警察庁

写真拡大

 SNS型投資詐欺の被害急増を受け、警察庁が6月以降、動画投稿サイト「ユーチューブ」を運営するグーグルに対し、著名人になりすまして投資を呼びかける悪質動画計243件(7月29日時点)を削除するよう要請をしていたことがわかった。

 このうち約9割は削除されたという。

 同庁によると、今年上半期(1〜6月)のSNS型投資詐欺の被害額は約797億9000万円(暫定値)で、約1816億円に上った特殊詐欺被害全体の4割超を占めた。

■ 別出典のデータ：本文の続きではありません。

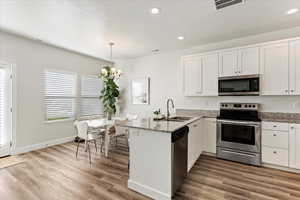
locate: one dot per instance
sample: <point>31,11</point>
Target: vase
<point>109,115</point>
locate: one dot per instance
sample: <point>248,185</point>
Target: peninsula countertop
<point>156,125</point>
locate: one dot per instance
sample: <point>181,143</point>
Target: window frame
<point>72,97</point>
<point>81,97</point>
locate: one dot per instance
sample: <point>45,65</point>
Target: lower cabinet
<point>209,135</point>
<point>294,146</point>
<point>275,143</point>
<point>275,156</point>
<point>281,144</point>
<point>195,138</point>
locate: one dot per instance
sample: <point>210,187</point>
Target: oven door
<point>239,135</point>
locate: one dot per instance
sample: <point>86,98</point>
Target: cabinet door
<point>248,61</point>
<point>192,137</point>
<point>228,63</point>
<point>210,140</point>
<point>210,65</point>
<point>192,76</point>
<point>294,76</point>
<point>294,146</point>
<point>275,69</point>
<point>194,143</point>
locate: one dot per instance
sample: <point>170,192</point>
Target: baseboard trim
<point>287,169</point>
<point>148,191</point>
<point>42,145</point>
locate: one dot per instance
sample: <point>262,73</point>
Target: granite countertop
<point>281,117</point>
<point>153,125</point>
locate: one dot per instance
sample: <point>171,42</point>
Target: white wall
<point>165,75</point>
<point>31,59</point>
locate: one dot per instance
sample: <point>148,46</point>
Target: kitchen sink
<point>177,119</point>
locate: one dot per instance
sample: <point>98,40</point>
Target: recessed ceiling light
<point>155,11</point>
<point>292,11</point>
<point>155,50</point>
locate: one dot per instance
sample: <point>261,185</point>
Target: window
<point>90,103</point>
<point>2,106</point>
<point>60,94</point>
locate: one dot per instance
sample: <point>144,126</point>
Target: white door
<point>294,73</point>
<point>294,146</point>
<point>210,75</point>
<point>5,109</point>
<point>192,76</point>
<point>248,61</point>
<point>228,65</point>
<point>274,61</point>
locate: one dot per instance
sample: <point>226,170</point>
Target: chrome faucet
<point>168,109</point>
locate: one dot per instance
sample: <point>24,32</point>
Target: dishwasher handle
<point>180,133</point>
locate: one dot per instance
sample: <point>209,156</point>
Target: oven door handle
<point>246,123</point>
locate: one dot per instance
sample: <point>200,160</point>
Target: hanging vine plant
<point>110,91</point>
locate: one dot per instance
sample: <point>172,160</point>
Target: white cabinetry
<point>209,77</point>
<point>275,69</point>
<point>248,61</point>
<point>244,61</point>
<point>192,73</point>
<point>275,143</point>
<point>294,148</point>
<point>228,63</point>
<point>200,75</point>
<point>195,138</point>
<point>294,72</point>
<point>210,135</point>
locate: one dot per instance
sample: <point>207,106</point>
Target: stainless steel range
<point>239,133</point>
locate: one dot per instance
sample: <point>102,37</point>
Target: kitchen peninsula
<point>161,154</point>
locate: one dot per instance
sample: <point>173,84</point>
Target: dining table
<point>98,124</point>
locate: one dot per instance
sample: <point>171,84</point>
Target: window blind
<point>60,94</point>
<point>90,103</point>
<point>2,106</point>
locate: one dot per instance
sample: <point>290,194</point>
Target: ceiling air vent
<point>225,3</point>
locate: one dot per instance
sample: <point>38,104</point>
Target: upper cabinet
<point>280,68</point>
<point>248,61</point>
<point>201,75</point>
<point>192,73</point>
<point>228,61</point>
<point>294,70</point>
<point>239,62</point>
<point>274,69</point>
<point>278,64</point>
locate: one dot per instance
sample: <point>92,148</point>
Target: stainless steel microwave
<point>247,85</point>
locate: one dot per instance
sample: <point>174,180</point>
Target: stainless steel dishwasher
<point>179,157</point>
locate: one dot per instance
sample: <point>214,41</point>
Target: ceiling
<point>89,25</point>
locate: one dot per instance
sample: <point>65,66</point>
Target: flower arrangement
<point>110,91</point>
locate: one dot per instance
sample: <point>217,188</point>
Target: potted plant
<point>110,91</point>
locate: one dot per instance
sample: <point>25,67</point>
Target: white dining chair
<point>83,132</point>
<point>123,131</point>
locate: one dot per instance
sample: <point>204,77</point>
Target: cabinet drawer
<point>276,126</point>
<point>275,156</point>
<point>279,139</point>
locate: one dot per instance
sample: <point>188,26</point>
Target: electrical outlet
<point>296,105</point>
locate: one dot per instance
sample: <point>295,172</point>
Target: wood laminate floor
<point>54,173</point>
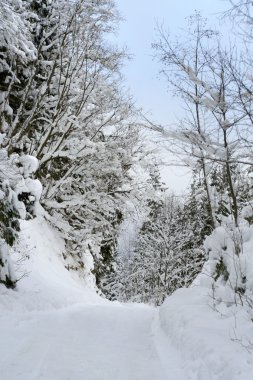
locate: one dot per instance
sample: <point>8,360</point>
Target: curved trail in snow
<point>107,341</point>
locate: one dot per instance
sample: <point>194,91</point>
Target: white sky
<point>137,33</point>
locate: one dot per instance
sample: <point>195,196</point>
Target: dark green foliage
<point>9,225</point>
<point>221,271</point>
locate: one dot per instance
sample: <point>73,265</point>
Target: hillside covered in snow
<point>104,273</point>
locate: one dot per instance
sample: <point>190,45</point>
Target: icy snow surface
<point>52,328</point>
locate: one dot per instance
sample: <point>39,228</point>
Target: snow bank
<point>214,346</point>
<point>44,282</point>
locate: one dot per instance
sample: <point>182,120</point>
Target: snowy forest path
<point>107,341</point>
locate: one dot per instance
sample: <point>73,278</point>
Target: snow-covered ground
<point>54,328</point>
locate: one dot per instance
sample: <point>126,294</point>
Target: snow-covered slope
<point>214,345</point>
<point>54,327</point>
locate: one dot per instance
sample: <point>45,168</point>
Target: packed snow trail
<point>107,341</point>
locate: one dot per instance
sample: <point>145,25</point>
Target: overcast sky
<point>137,32</point>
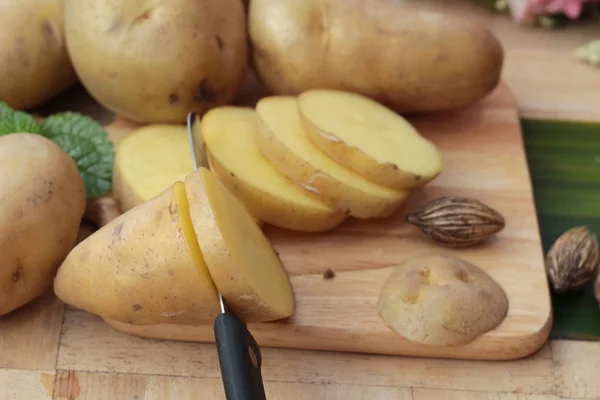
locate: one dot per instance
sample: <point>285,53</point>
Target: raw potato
<point>34,63</point>
<point>241,260</point>
<point>148,161</point>
<point>441,300</point>
<point>154,62</point>
<point>369,138</point>
<point>411,56</point>
<point>282,140</point>
<point>269,196</point>
<point>143,268</point>
<point>42,201</point>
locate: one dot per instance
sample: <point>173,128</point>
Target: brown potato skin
<point>42,201</point>
<point>34,63</point>
<point>138,269</point>
<point>441,300</point>
<point>410,56</point>
<point>155,63</point>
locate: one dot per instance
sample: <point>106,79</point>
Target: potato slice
<point>369,138</point>
<point>228,133</point>
<point>148,161</point>
<point>241,260</point>
<point>282,140</point>
<point>441,300</point>
<point>143,268</point>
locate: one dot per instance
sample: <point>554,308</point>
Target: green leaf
<point>88,144</point>
<point>564,161</point>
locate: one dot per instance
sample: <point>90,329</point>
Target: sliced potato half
<point>149,160</point>
<point>228,133</point>
<point>242,263</point>
<point>282,140</point>
<point>369,138</point>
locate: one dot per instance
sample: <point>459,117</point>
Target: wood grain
<point>30,335</point>
<point>546,84</point>
<point>29,385</point>
<point>484,158</point>
<point>88,344</point>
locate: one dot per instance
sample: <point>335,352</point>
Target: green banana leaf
<point>564,162</point>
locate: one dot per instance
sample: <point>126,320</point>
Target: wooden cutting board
<point>485,159</point>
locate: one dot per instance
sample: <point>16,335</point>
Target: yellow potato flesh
<point>300,160</point>
<point>142,268</point>
<point>187,227</point>
<point>368,137</point>
<point>241,260</point>
<point>229,136</point>
<point>148,161</point>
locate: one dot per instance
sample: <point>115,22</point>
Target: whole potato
<point>155,63</point>
<point>42,201</point>
<point>34,63</point>
<point>412,56</point>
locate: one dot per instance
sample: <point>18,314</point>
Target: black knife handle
<point>240,359</point>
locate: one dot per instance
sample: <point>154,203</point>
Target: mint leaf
<point>88,144</point>
<point>17,122</point>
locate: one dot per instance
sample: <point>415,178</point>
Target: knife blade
<point>239,355</point>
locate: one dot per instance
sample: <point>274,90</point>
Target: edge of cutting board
<point>493,345</point>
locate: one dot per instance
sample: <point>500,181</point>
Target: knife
<point>239,355</point>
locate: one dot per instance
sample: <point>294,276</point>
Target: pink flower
<point>522,10</point>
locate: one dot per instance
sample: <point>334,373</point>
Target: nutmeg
<point>455,221</point>
<point>572,260</point>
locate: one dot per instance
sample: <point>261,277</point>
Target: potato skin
<point>409,56</point>
<point>155,63</point>
<point>34,63</point>
<point>138,269</point>
<point>441,300</point>
<point>42,201</point>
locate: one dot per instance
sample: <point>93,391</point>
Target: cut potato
<point>241,260</point>
<point>229,133</point>
<point>143,268</point>
<point>369,138</point>
<point>148,161</point>
<point>441,300</point>
<point>282,140</point>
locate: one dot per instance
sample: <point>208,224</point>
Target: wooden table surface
<point>548,83</point>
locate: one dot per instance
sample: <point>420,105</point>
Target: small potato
<point>154,62</point>
<point>441,300</point>
<point>408,54</point>
<point>34,63</point>
<point>42,201</point>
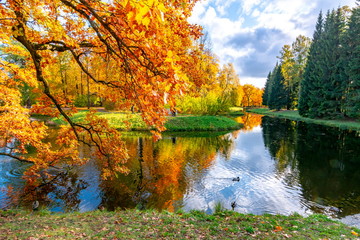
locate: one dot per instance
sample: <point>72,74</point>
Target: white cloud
<point>252,36</point>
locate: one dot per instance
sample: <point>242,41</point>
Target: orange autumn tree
<point>144,43</point>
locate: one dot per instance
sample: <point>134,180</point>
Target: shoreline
<point>294,115</point>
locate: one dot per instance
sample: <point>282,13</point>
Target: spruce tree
<point>352,97</point>
<point>278,95</point>
<point>265,95</point>
<point>309,97</point>
<point>333,80</point>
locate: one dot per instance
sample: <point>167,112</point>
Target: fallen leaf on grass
<point>278,229</point>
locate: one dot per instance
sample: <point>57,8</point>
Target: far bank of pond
<point>294,115</point>
<point>134,122</point>
<point>271,165</point>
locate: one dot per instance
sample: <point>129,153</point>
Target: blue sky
<point>250,33</point>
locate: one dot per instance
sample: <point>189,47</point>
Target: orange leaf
<point>278,229</point>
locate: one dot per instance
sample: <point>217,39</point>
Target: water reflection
<point>325,161</point>
<point>283,167</point>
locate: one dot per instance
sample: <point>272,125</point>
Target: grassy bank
<point>180,123</point>
<point>294,115</point>
<point>132,224</point>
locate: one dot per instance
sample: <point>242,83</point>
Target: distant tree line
<point>320,78</point>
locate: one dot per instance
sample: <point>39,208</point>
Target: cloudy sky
<point>250,33</point>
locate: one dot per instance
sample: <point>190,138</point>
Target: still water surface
<point>270,166</point>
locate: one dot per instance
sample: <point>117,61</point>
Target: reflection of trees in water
<point>58,189</point>
<point>249,120</point>
<point>325,160</point>
<point>161,172</point>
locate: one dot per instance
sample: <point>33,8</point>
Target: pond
<point>270,166</point>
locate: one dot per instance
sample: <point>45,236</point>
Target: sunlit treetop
<point>145,45</point>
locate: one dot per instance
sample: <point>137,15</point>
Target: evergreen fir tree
<point>278,95</point>
<point>352,97</point>
<point>333,80</point>
<point>309,98</point>
<point>266,91</point>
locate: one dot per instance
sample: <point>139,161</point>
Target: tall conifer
<point>310,85</point>
<point>278,95</point>
<point>352,97</point>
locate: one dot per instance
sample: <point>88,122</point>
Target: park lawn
<point>134,122</point>
<point>294,115</point>
<point>134,224</point>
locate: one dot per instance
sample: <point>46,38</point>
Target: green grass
<point>180,123</point>
<point>133,224</point>
<point>294,115</point>
<point>201,123</point>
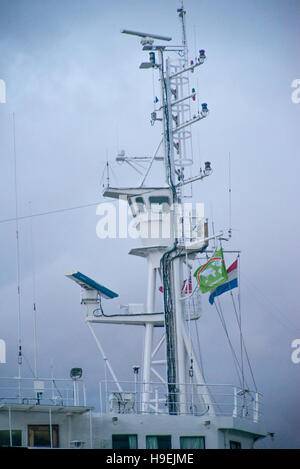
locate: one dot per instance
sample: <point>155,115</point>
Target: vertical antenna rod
<point>18,256</point>
<point>33,295</point>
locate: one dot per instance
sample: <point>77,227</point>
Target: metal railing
<point>42,391</point>
<point>197,400</point>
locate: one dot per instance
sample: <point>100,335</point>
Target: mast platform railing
<point>226,400</point>
<point>42,391</point>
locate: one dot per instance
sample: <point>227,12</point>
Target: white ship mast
<point>167,255</point>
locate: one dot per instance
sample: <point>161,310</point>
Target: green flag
<point>213,273</point>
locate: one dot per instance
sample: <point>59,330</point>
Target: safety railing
<point>42,391</point>
<point>181,399</point>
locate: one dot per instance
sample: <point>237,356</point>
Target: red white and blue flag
<point>231,282</point>
<point>187,286</point>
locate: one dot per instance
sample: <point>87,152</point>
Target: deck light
<point>76,373</point>
<point>152,58</point>
<point>202,56</point>
<point>204,109</point>
<point>207,168</point>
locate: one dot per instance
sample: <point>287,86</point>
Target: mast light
<point>204,109</point>
<point>202,56</point>
<point>207,168</point>
<point>75,373</point>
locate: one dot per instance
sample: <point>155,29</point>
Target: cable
<point>50,212</point>
<point>244,346</point>
<point>220,314</point>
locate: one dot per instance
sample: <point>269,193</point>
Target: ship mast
<point>160,210</point>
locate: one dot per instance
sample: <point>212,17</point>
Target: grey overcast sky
<point>74,84</point>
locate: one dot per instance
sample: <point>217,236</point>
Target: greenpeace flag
<point>213,273</point>
<point>231,282</point>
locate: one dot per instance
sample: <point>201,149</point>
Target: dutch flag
<point>231,282</point>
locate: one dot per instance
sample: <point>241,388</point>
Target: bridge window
<point>124,441</point>
<point>235,444</point>
<point>192,442</point>
<point>39,436</point>
<point>158,442</point>
<point>5,438</point>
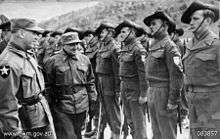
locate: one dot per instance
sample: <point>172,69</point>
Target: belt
<point>158,84</point>
<point>202,89</point>
<point>31,100</point>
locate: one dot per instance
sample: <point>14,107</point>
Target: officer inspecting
<point>22,105</point>
<point>132,75</point>
<point>164,73</point>
<point>107,69</point>
<point>92,45</point>
<point>202,71</point>
<point>71,86</point>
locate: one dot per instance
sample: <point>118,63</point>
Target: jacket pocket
<point>28,80</point>
<point>128,57</point>
<point>82,67</point>
<point>158,54</point>
<point>106,54</point>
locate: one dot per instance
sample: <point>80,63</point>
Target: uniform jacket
<point>71,81</point>
<point>164,67</point>
<point>132,67</point>
<point>107,61</point>
<point>21,81</point>
<point>202,63</point>
<point>91,51</point>
<point>3,44</point>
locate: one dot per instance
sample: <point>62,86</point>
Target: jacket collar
<point>159,44</point>
<point>204,42</point>
<point>70,54</point>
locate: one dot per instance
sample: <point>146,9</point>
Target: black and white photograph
<point>109,69</point>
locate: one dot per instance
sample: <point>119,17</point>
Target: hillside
<point>116,11</point>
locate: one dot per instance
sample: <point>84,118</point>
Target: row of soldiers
<point>97,72</point>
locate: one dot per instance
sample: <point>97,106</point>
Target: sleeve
<point>140,57</point>
<point>115,65</point>
<point>50,76</point>
<point>91,89</point>
<point>9,86</point>
<point>175,70</point>
<point>217,46</point>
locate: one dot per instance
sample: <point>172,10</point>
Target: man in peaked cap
<point>5,26</point>
<point>109,83</point>
<point>132,75</point>
<point>71,87</point>
<point>201,66</point>
<point>23,106</point>
<point>165,76</point>
<point>92,45</point>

 ユーチューブには著名な経済評論家らになりすましてLINEの連絡先を表示し、「爆上げ投資銘柄をGET」「特別な投資情報」などと持ちかける悪質な動画が多数投稿されている。

 こうした動画が詐欺被害の入り口となっており、同庁は6月から、犯罪対策で連携する一般財団法人「日本サイバー犯罪対策センター(JC3)」のシステムを使ったサイバーパトロールに乗り出した。

 システムが検知した詐欺動画などを同庁職員が確認し、グーグルに対して削除要請を繰り返しているという。このほか、LINEヤフーには、悪質なアカウント情報を提供している。

 警察庁の担当者は「被害の未然防止に向け、国民が悪質動画に触れる機会を減らす取り組みを進めていく」としている。